Background: Almost 100 million allergic patients are sensitized to the major birch pollen allergen, Bet v 1, a 17 kDa protein containing most of the IgE epitopes present in pollens of trees belonging to the Fagales order and plant-derived food.
Objective: Our aim was to develop an approach for the rational design of B cell epitope-derived, non-allergenic peptide allergy vaccines.
Methods: According to the three-dimensional (3-D) structure of birch pollen allergen, Bet v 1, six peptides comprising 25-32 preferably solvent-exposed amino acids were synthesized.

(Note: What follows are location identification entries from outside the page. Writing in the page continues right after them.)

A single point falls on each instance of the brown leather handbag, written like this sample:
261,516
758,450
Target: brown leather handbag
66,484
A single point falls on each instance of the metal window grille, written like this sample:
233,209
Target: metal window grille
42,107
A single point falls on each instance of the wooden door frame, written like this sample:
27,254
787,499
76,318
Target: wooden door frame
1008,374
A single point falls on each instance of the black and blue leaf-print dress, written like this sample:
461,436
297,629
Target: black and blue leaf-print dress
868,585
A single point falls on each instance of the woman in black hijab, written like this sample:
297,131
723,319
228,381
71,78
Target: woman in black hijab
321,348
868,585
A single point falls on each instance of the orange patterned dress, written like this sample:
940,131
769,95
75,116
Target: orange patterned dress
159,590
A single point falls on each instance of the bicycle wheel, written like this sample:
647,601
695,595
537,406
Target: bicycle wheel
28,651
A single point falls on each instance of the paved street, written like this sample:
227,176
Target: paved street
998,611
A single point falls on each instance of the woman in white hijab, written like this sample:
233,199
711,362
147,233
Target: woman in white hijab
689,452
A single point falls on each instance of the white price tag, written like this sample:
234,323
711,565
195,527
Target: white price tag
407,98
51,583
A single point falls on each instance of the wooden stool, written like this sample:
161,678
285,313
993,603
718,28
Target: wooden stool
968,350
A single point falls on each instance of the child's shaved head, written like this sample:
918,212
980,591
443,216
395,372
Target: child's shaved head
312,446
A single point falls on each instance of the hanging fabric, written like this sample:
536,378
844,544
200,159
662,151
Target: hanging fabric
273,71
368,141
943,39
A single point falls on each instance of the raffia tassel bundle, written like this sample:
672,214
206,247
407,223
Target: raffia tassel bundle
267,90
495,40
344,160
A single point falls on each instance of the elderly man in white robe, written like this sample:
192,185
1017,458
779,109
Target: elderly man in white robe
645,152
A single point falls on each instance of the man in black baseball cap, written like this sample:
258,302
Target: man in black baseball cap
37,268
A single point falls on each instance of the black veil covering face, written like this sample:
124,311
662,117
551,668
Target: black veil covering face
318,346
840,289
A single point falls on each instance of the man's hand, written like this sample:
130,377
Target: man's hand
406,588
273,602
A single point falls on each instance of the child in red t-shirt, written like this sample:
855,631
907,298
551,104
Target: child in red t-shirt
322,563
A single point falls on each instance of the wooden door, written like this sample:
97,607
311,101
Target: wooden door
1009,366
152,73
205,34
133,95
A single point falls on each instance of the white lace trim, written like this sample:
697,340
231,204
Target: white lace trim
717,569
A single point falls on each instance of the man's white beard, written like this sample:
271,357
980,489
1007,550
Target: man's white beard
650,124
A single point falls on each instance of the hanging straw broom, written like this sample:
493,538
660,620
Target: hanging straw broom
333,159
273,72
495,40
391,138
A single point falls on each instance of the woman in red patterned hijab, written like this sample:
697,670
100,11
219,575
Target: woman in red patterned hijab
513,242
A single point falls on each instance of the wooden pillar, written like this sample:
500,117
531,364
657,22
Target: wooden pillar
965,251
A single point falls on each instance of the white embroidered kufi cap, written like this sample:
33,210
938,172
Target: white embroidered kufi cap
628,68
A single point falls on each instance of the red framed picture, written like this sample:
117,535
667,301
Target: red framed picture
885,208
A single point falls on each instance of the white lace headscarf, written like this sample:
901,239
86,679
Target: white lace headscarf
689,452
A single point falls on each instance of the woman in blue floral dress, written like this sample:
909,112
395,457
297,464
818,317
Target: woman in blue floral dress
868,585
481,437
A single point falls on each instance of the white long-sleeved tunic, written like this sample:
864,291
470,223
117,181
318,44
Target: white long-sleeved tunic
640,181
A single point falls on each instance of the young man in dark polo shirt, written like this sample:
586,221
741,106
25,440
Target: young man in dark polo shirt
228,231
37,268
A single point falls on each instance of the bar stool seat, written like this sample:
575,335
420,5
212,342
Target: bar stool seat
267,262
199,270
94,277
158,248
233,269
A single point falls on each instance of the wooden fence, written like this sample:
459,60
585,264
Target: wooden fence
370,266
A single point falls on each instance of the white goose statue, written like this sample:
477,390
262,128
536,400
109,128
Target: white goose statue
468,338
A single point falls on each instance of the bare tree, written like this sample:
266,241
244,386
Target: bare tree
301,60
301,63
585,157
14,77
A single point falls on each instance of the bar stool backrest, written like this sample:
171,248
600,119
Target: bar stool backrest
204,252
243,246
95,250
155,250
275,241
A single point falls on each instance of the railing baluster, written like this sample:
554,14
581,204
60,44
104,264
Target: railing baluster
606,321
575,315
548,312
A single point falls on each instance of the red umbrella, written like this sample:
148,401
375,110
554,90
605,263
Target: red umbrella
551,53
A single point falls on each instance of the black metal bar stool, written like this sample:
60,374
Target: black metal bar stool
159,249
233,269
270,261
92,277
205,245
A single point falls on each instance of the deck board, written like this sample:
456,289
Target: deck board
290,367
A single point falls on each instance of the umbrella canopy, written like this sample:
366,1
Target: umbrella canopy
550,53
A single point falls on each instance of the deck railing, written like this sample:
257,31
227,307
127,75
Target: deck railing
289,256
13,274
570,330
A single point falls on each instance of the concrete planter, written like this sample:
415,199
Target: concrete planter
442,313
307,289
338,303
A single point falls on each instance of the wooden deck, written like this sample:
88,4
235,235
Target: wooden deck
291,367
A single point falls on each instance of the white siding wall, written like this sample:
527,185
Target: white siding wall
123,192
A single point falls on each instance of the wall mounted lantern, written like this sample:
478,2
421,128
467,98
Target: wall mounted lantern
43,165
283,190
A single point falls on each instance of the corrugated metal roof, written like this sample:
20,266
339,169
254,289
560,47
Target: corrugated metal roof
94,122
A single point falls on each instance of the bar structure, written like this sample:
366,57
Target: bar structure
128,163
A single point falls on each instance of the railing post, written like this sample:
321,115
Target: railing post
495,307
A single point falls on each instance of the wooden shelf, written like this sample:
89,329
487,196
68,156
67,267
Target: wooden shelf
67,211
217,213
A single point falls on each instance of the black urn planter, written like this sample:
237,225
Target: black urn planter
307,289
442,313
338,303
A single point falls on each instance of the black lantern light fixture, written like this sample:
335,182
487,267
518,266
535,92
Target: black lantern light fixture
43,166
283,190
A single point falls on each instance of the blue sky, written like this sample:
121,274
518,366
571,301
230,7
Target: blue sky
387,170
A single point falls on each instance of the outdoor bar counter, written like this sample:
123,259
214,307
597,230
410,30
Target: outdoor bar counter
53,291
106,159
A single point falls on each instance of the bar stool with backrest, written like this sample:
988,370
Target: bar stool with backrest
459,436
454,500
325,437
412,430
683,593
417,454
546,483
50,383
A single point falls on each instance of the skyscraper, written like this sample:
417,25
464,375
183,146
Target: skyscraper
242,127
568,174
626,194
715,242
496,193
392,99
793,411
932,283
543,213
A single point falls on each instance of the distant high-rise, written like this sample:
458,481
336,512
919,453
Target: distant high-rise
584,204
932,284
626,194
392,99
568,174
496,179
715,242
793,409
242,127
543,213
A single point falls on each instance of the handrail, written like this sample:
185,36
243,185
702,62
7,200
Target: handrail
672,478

Results: Because of lack of secondary structure, the peptides showed no allergenic activity in allergic patients. In a mouse model of birch pollen allergy, peptide vaccination induced Bet v 1-specific IgG and prevented IgE-mediated allergic sensitization to Bet v 1. The protective role of peptide-induced blocking antibodies is demonstrated by inhibition of allergic patients IgE binding to the allergen and by blocking of allergen-induced basophil degranulation.
Conclusion: Our results indicate the mechanistic importance of blocking antibodies for allergy vaccination and present a B cell epitope-based approach for the rational design of safe peptide allergy vaccines whenever the structure of the disease-eliciting allergen is known.